Masara Kim, a local journalist whose cousin was killed, told Catholic charity Aid to the Church in Need (ACN) that hundreds of militants stormed more than 30 villages, shooting at people with machine guns and setting houses on fire.
Thousands were displaced, and have lost their homes and property. Fulani herdsmen have been seen destroying harvests and other food products, burning down farms and food stores, leaving communities starving and without any form of self-support. Many of them are now said to be staying in church buildings while the communities piece together a future.
Father Andrew Dewan is director of communications in Pankshin Diocese, where most of the attacks took place, He told ACN: “In situations like this, people often rush to churches, rather than to police stations, because they don’t have confidence in government institutions.
“There are up to 16 IDP camps in Bokkos town, mostly within Church premises."
There have been reports of even more murders in the last 24 hours, and Dewan says security guards who patrol the area often don't put up any resistance, leading many people to feel unsafe in their own homes.
Father Dewan added: “We have heard of some arrests but no prosecution, much to the frustration of survivors and victims’ families.
“We are used to this charade – attackers are often arrested and later set free.
“Politicians give speeches that contain no grain of truth.
“They make promises and pledges of rehabilitating and reinstating all those displaced back to their ancestral homes, but that is often not the case.”
He explained that the existing situation of hunger and famine has been aggravated by these attacks:
“During the last farming season, many farmers could not go to their farms because of previous attacks.
“Those who managed to farm and harvest their crops have found that everything was burnt to ashes in this last episode of attacks.”
Father Dewan says that Christian communities are specifically targeted in the Christmas Eve attacks:
“It was on Sunday – people don’t work on farms on Sunday.
“Ninety-nine percent of those killed were at home. Some people were killed in their sleep.”
Local sources told ACN that many of the victims were women and children.

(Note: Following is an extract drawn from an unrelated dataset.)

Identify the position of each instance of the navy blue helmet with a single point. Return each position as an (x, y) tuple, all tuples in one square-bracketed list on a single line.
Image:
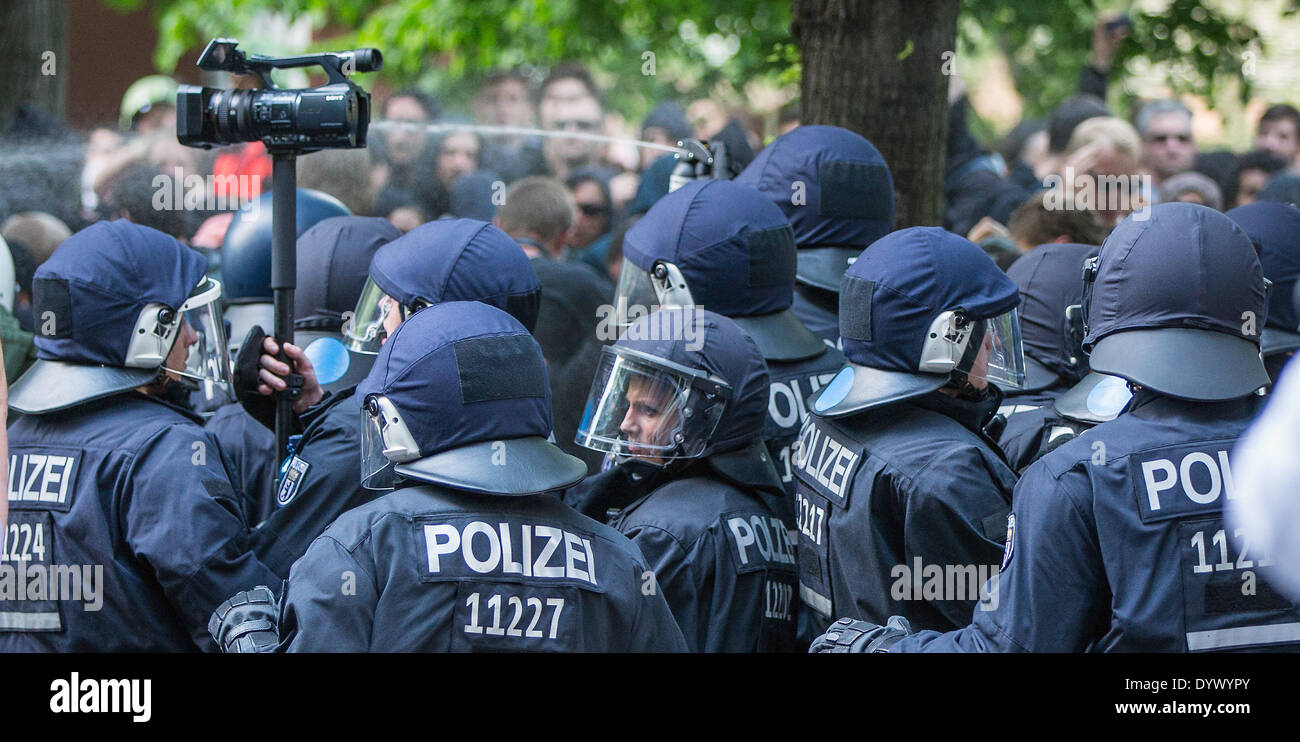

Jalang Mandong, a survivor who lost 10 relatives in the massacre, claimed the attacks were designed to “target Christians” and “disrupt the celebration of Christmas”, while also attempting to “take over the lands of these communities”.
Mr Mandong said that he and some other villagers initially attempted to defend their families but were outnumbered by the militants and had no weapons to fight back with against the gunmen.
Father Dewan, says it reminds him of the persecution experienced by early Christians in the first century.
He said: “We draw parallels with the stories of the early Church about how Christians were persecuted, as contained in the Acts of the Apostles.
“Our task is to keep preaching and spreading hope, believing that someday things will be better.”